I'm Alice. I'm Alice. I'm the beloved of the gods known as the Divine Child ....... When I was first taken in to this place called the Great Temple, I never doubted that I was a god child.
No, I still think I'm special. Because all my life I've been told I'm special. Even when I was brought here as a child, my mother and father acted like I deserved it and I was confident that I was a child.
But lately the priests around me have been behaving strangely, as if they were supposed to listen to me. They may think they are telling me not to listen to them, but I was listening to them.
I've been listening to the words of those priests who said I might not be a divine child.
No matter how many times I said, "God will punish me! but there was no actual divine punishment.
The words that even though I am protected by the Kingdom of Fairytorff, the country is not getting richer, and in fact, is getting worse.
I was special, I was beautiful, and everyone agreed with me. But I was shocked when I heard those people who affirmed me say such things.
Everyone in the village said that I was special, that I was beautiful, and that it was natural for everyone to agree with me and listen to what I had to say. Even after I came here, everyone said it was natural.
---And yet, people who should have listened to me and who should have loved me are now saying bad things about me. The people who have been saying bad things about me have been saying bad things about me from the beginning. I've never had people who had good things to say about me say bad things about me.
I was shocked that it was happening. I'm special, so it's only natural that people love me; I'm special, so there are sometimes people who envy me and say bad things about me, but it's only natural that I'm right; I'm special, so whatever I say should be done. That's what my mom and dad said. That's what my mom and dad always said. But lately, I've been getting worried that the fact that I've been feeling and thinking that I'm special is actually not true.
But I am special.
I'm very beautiful.
Yes, that's why people will listen to me no matter what I ask of them.

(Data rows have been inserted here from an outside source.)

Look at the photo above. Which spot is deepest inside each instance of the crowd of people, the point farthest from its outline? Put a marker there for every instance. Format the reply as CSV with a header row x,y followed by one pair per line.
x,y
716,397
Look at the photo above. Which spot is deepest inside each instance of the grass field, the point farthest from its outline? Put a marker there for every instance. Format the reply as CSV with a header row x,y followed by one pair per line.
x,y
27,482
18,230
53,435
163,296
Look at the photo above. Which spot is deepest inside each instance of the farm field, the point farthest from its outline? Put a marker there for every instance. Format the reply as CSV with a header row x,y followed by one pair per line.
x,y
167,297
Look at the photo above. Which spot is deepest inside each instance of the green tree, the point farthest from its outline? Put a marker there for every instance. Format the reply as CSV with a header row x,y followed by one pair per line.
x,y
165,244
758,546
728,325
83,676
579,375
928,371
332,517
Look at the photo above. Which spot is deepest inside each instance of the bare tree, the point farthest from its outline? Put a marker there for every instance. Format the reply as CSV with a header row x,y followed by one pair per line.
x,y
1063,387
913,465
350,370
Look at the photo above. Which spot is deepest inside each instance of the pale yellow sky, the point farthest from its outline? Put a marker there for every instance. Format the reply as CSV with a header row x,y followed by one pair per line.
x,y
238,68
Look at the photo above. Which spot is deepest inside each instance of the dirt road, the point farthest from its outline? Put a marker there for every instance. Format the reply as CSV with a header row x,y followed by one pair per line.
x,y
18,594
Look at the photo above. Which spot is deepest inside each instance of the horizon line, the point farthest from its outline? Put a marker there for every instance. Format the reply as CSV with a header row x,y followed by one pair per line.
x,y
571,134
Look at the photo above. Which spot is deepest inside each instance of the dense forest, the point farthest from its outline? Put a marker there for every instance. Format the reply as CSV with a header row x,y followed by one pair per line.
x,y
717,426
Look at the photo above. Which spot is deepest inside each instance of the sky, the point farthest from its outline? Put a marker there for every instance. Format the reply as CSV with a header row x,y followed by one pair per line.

It's a relief to know that I'm special, that I'm right.
I can't currently use my powers as a divine child, as the priests around me sometimes say. Maybe I'm not that kind of person. But even if I am, I am special. Because I am special, because I am different, I am right.
With a vague feeling of uneasiness, I told myself that I would say what I wanted, and be relieved to have it fulfilled.
I thought that I would be living like this for the rest of my life in the big temple, but one day my life changed drastically.
One day, there was a lot of noise in the Great Temple where I lived. But I didn't think it mattered to me how noisy the people around me were. No matter how much everything around me changed, my daily life would not change at all, I thought.
Because even in the village where I was born and raised, everyone listened to me and told me I was special.
Even after I was taken in by the High Priestess, everyone listened to me and told me I was special.
So, even if the place changes, I am still special and my life will never change.
---- That was supposed to be the norm. It was supposed to be natural. But...
"False godson, Alice. You're imprisoned!
I've met him a few times before, the royal family of this country? He has a pretty face but I have a better one. I didn't pay much attention to him and I don't even remember his name, but he told me that and I was captured by knights in armor.
I didn't know why I had to go through that.
You think you can do that to me? What are you doing? That's what I yelled. I'd never been in danger like this before. I didn't understand. I knew if I spoke up, people would listen to me. Because that's what they said they were supposed to do. That I should get what I wanted. That I was special.
And yet they wouldn't let me go even though I was being held down and in pain.
I'm begging him to let me go, but he's just looking at me coldly.
Why? Why... I look at the priests. But they're looking at me coldly. Why... Why... As I try to scream for help, I realize I don't even know the names of the girls I've been with.
Shocked that they wouldn't help me, I was carried away and thrown into a cold room.
I'm supposed to be special, I'm supposed to be allowed to do whatever I want--why am I being put in here if I don't want to be?
He said he was a false godson. But they said I was a godson and they took me in. So I thought I was a godling too. And now I'm being called a false godson because I'm not, even though it was this country that took the liberty of calling me a godson.
Even if I wasn't a godson in the first place, I'm still special, I'm still loved, and I shouldn't have to go through this.
As I sat there on the cold earthen floor, a horrible thought came to my mind.
---Maybe I'm not special, maybe it's wrong to take it for granted that everyone will listen to me.
There was a possibility that what I had taken for granted might not be true.
But it can't be. I'm special. That's why I'm on ......, and that's why I'll be out of this mess soon. Because I'm special.
That's what I was telling myself as I sat there, trapped.
---- The End of a Sister's Daily Life.
(Maybe the daily life of the sister of the girl who is a godson ends. What does the sister who has been affirmed continuously think?